Oltretutto, è realistica la minaccia palestinese di pretendere la condanna di Gerusalemme per un simile reato? al di là della spettacolarità dell'accusa, la sua fondatezza è lungi dall'essere dimostrata. Come ha spiegato argutamente una analisi ospitata venerdì sul Jerusalem Post, «da un lato ci sono effettivi impedimenti a perseguire penalmente un singolo cittadino israeliano; dall'altro non sarebbe possibile applicare una legge penale con effetto retroattivo; in riferimento alle Operazioni Piombo Fuso e Pilastro di Difesa». I palestinesi percorsero questa strada già nel 2009, ma tre anni dopo il TPI chiarì che l'iniziativa non poteva essere accolta, dal momento che non era formulata da uno stato riconosciuto come tale; ammettendo implicitamente che una simile richiesta avrebbe potuto essere accolta qualora a presentarla fosse stato uno "stato di Palestina".

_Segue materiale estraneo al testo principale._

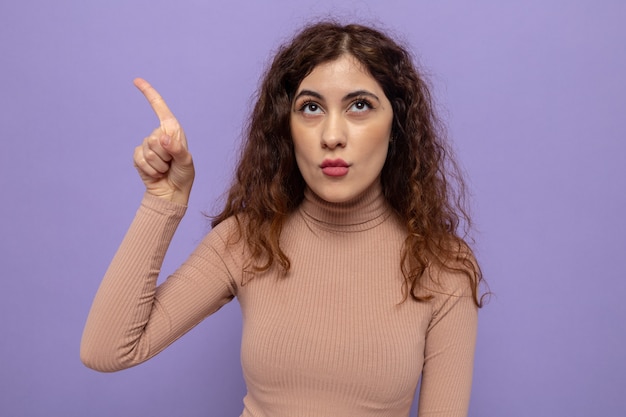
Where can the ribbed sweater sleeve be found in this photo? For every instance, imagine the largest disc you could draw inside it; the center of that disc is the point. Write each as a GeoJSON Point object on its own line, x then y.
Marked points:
{"type": "Point", "coordinates": [131, 320]}
{"type": "Point", "coordinates": [449, 350]}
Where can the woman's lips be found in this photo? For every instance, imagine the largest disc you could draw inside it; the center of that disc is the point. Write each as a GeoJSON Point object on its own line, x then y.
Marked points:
{"type": "Point", "coordinates": [335, 167]}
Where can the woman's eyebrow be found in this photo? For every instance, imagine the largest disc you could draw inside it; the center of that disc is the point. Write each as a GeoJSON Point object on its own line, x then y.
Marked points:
{"type": "Point", "coordinates": [360, 93]}
{"type": "Point", "coordinates": [308, 93]}
{"type": "Point", "coordinates": [347, 97]}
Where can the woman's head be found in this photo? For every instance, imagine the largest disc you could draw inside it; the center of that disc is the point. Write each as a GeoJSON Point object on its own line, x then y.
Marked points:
{"type": "Point", "coordinates": [417, 170]}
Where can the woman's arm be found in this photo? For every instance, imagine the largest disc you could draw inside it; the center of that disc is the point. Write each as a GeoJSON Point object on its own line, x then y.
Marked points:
{"type": "Point", "coordinates": [449, 353]}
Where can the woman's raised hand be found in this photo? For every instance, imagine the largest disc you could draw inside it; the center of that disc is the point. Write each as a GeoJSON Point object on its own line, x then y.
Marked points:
{"type": "Point", "coordinates": [163, 159]}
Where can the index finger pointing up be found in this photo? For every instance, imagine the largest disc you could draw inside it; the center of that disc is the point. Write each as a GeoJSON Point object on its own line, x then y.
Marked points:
{"type": "Point", "coordinates": [154, 98]}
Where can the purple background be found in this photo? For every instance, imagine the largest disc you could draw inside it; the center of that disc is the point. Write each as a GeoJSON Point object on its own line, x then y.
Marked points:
{"type": "Point", "coordinates": [535, 99]}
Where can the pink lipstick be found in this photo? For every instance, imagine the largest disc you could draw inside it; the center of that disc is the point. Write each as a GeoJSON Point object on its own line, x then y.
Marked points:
{"type": "Point", "coordinates": [335, 167]}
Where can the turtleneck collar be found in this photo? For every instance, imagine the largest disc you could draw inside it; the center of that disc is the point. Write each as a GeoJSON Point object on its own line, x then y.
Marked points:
{"type": "Point", "coordinates": [362, 213]}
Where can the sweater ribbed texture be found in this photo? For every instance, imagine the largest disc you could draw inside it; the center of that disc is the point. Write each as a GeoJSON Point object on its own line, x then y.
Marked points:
{"type": "Point", "coordinates": [329, 338]}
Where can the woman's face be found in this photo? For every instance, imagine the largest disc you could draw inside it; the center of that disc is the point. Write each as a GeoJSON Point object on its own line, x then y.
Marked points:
{"type": "Point", "coordinates": [341, 127]}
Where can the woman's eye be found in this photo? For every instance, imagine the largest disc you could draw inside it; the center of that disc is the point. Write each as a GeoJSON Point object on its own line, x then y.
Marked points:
{"type": "Point", "coordinates": [310, 108]}
{"type": "Point", "coordinates": [360, 106]}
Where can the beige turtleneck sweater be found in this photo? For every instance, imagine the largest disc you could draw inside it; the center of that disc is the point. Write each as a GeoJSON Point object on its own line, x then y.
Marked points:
{"type": "Point", "coordinates": [331, 338]}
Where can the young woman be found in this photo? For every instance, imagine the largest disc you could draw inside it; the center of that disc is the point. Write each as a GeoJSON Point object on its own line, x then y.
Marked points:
{"type": "Point", "coordinates": [339, 239]}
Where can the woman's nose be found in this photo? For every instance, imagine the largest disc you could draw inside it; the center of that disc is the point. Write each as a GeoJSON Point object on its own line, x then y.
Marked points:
{"type": "Point", "coordinates": [334, 132]}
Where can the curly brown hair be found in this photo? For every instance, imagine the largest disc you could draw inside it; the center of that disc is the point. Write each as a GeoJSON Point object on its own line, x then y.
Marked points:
{"type": "Point", "coordinates": [420, 179]}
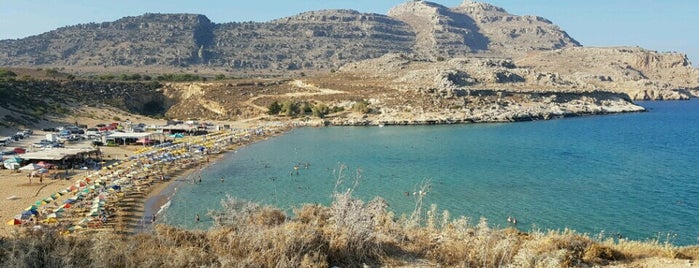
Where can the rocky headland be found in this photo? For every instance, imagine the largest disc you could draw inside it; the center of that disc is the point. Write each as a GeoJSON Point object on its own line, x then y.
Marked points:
{"type": "Point", "coordinates": [421, 63]}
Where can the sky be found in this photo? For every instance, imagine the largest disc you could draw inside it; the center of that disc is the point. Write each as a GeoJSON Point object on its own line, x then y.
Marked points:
{"type": "Point", "coordinates": [671, 25]}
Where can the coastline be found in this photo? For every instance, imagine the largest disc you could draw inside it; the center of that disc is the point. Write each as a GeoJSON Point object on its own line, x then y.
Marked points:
{"type": "Point", "coordinates": [157, 199]}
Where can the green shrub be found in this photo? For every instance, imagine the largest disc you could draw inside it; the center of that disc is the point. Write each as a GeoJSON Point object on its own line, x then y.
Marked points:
{"type": "Point", "coordinates": [320, 110]}
{"type": "Point", "coordinates": [361, 107]}
{"type": "Point", "coordinates": [274, 108]}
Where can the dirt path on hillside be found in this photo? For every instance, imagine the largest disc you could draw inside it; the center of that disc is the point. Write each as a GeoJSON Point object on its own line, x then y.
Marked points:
{"type": "Point", "coordinates": [316, 91]}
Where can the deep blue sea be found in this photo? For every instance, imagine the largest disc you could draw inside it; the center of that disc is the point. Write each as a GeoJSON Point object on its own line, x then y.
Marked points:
{"type": "Point", "coordinates": [636, 175]}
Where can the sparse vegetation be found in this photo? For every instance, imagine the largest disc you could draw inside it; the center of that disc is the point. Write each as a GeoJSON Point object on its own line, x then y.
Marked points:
{"type": "Point", "coordinates": [347, 233]}
{"type": "Point", "coordinates": [361, 107]}
{"type": "Point", "coordinates": [297, 108]}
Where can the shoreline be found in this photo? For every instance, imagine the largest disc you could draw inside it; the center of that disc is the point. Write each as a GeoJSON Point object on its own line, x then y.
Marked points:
{"type": "Point", "coordinates": [160, 195]}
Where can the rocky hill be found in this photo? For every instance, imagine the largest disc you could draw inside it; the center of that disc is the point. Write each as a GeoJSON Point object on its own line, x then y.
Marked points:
{"type": "Point", "coordinates": [315, 40]}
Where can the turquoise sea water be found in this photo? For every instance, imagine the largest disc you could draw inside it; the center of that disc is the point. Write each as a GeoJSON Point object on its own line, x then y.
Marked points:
{"type": "Point", "coordinates": [636, 175]}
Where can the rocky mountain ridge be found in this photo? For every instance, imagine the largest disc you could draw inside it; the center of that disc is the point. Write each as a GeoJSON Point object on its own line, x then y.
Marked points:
{"type": "Point", "coordinates": [314, 40]}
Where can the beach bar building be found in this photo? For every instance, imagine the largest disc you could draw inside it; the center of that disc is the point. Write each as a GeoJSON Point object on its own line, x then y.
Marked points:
{"type": "Point", "coordinates": [142, 138]}
{"type": "Point", "coordinates": [62, 157]}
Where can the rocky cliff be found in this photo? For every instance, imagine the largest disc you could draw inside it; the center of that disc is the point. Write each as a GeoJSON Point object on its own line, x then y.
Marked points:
{"type": "Point", "coordinates": [315, 40]}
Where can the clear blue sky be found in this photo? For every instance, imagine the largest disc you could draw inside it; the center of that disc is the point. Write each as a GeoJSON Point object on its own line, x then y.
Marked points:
{"type": "Point", "coordinates": [671, 25]}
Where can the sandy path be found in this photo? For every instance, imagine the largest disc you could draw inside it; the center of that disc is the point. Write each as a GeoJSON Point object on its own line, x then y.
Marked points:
{"type": "Point", "coordinates": [315, 91]}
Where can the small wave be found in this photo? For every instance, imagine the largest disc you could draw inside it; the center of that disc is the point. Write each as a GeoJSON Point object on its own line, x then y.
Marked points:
{"type": "Point", "coordinates": [164, 207]}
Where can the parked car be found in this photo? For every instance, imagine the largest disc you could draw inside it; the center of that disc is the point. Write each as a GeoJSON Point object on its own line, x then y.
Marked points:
{"type": "Point", "coordinates": [41, 144]}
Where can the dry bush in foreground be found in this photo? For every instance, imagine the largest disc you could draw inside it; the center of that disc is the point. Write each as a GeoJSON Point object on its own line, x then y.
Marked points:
{"type": "Point", "coordinates": [348, 233]}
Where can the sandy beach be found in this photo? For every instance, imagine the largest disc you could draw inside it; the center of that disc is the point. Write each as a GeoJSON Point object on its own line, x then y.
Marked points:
{"type": "Point", "coordinates": [134, 207]}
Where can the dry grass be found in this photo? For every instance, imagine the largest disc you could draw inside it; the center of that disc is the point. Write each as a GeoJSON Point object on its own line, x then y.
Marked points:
{"type": "Point", "coordinates": [347, 233]}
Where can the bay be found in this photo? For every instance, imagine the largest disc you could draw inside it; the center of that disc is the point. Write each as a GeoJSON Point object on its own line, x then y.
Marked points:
{"type": "Point", "coordinates": [633, 175]}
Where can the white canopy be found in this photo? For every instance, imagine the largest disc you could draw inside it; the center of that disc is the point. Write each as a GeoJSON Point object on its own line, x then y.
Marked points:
{"type": "Point", "coordinates": [30, 166]}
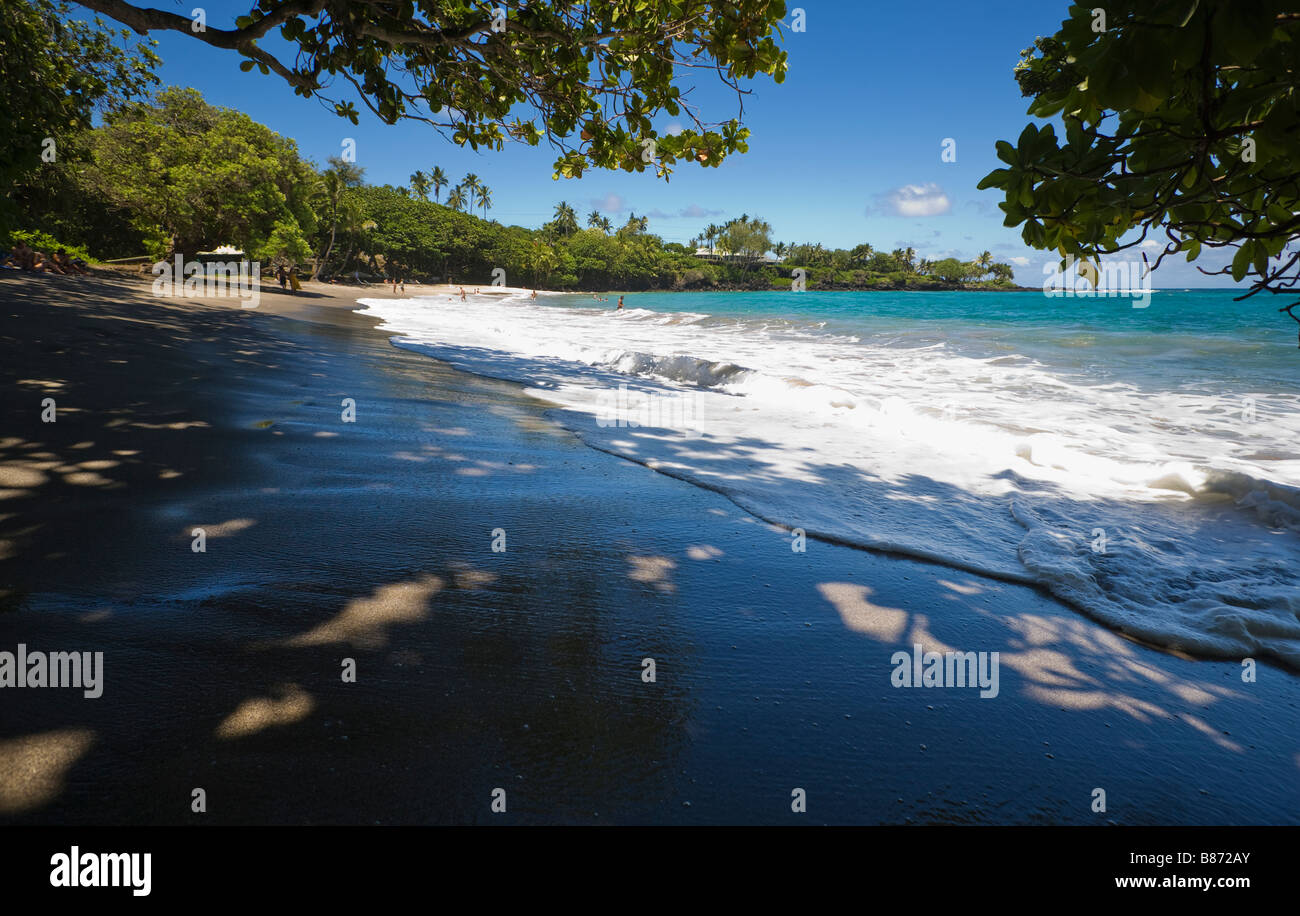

Anche oggi, con l'adesione dell'ANP all'ONU in qualità di "stato non membro", sussistono non pochi dubbi fra i giuristi, senza contare che Israele potrebbe reagire a sua volta accusando i palestinesi di crimini di guerra; e ne avrebbero ben donde. C'è un altro aspetto sostanziale, sollevato da John Whitbeck, giurista di fama internazionale che da tempo collabora con i palestinesi: le istanze palestinesi potrebbero risalire nel tempo fino al 29 novembre 2012, quando l'ANP è stata ammessa all'ONU seppur non pienamente. Questo perché soltanto le nazioni che godevano di riconoscimento statuale nel 2002, quando lo Statuto di Roma ha istituito il TPI, possono aderire a questo organismo, e godere di efficacia retroattiva nelle loro istanze.
In parole povere, anche se il proposito velato di Abu Mazen di citare Israele davanti alla Corte Penale Internazionale fosse reale e non un bluff, verosimilmente non ci sarebbe alcuna possibilità tecnica di citare lo stato ebraico per i fatti del 2008-2009 e del 14-21 novembre 2012; sempreché ovviamente sia possibile produrre argomentazioni e prove a sostegno di questa accusa. E avendo ben presente che Gerusalemme avrebbe diversi elementi a sostegno dell'accusa di crimini di guerra nei confronti della leadership palestinese. Che deve ben guardarsi dal portare fino alle estreme conseguenze il suo spregiudicato proposito: a Gerusalemme sono meno ingenui di quanto siano a Washington.